Die Zeit des Krans ist abgelaufen, das verrät ein Blick auf seine rostzerfressene Hülle; das elektronische Innenleben wurde ihm längst schon rausoperiert. Resultat? Ein Kraftprotz, ders nicht mehr bringt. Noch ein paar Monate im Rampenlicht, dann ergeht es ihm nicht besser als irgendwann jedem von uns. Memento mori!, ächzt das Stahlgerippe – und wird gleich noch einmal doppeldeutig: Über der Limmat baumelt der schwere Transporthaken am Drahtseil wie der Strick vom Galgen; folgt das Auge aber dem Ausleger, blickt man direkt ins Blau des Himmels.

Beim Kran – da geht es um Vergänglichkeit. Aber auch um Grösse, Kraft, Potenz, Leistung. Und von da aus weiter zu Standhaftigkeit, Wahrhaftigkeit, Ehrlichkeit und wahrer Schönheit. Es geht um die Fallstricke der Leistungsgesellschaft, die Frage nach der Notwendigkeit, sich anzupassen, und um den Mut herauszustechen.
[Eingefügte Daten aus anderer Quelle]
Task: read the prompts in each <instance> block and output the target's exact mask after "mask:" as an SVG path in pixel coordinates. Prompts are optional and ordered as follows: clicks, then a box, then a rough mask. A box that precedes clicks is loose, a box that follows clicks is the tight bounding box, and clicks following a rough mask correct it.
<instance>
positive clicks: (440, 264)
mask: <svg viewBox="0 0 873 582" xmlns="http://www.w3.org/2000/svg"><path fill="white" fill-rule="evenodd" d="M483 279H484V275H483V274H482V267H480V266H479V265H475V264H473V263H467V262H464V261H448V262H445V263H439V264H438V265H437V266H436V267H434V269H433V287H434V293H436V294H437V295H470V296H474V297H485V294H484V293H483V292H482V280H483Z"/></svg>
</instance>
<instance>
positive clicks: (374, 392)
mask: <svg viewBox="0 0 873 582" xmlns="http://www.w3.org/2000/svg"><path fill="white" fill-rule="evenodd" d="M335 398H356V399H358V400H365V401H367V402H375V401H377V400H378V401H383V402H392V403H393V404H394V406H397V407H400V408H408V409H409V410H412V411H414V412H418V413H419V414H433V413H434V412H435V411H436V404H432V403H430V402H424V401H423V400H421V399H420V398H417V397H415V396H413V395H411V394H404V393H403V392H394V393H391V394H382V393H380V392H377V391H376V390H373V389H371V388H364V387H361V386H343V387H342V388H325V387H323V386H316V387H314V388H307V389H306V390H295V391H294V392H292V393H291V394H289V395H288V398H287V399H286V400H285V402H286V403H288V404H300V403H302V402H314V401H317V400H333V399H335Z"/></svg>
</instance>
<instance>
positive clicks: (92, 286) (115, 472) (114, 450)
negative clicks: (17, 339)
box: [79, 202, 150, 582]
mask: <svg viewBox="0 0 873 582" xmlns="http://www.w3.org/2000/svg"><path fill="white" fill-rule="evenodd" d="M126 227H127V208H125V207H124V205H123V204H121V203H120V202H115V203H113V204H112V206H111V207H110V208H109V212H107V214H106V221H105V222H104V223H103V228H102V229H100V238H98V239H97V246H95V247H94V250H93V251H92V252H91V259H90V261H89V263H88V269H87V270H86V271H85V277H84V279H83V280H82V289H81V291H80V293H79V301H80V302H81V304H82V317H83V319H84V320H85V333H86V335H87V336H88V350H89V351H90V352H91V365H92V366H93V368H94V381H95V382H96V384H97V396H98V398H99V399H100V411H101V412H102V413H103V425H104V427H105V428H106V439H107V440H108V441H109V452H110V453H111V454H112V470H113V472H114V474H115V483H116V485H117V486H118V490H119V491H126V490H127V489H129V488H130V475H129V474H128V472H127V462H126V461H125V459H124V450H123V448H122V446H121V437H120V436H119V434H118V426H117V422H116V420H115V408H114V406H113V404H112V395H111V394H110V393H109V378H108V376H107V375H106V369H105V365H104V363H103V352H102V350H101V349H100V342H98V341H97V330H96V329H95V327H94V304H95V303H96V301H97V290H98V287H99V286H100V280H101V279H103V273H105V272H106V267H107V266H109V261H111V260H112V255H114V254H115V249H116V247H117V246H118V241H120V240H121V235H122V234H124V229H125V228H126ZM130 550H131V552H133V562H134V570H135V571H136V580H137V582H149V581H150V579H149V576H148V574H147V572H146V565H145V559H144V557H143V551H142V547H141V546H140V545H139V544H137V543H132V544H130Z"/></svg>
Es geht ums Anderssein, Fremdsein und, umgekehrt, um das Vermögen, mit Fremdem umzugehen. Denn letztlich ist Kunst vor allem auch eines: ein Spiegel. Weshalb die Meinung zum Kunstwerk mehr über den aussagt, der sie äussert, als über das Werk an sich. Und wer sich selbst im Kunstwerk – im Kran! – nicht erkennt, der hat nicht gut genug hingesehen.

Übrigens: Kaum stand der Eiffelturm, da schrieb ein Journalist: «Wie viele andere habe ich geglaubt, der Eiffelturm sei ein Wahnsinn. Aber es ist ein grossartiger, stolzer Wahnsinn! Gewiss, diese ungeheure Masse erdrückt. Aber was wollt ihr? Er spricht die Fantasie an, ist etwas Unerwartetes, etwas Fantastisches, das unserer Kleinheit guttut.» Statt ihn, wie geplant, nach 20 Jahren abzureissen, liess man den Eiffelturm, wo er war. Wo er nicht hinpasste, aber hingehörte. In diesem Sinn: Lassen wir den Kran stehen! Der Kran haut uns aufs Auge, packt uns beim Intellekt und trainiert unsere ästhetische Muskulatur.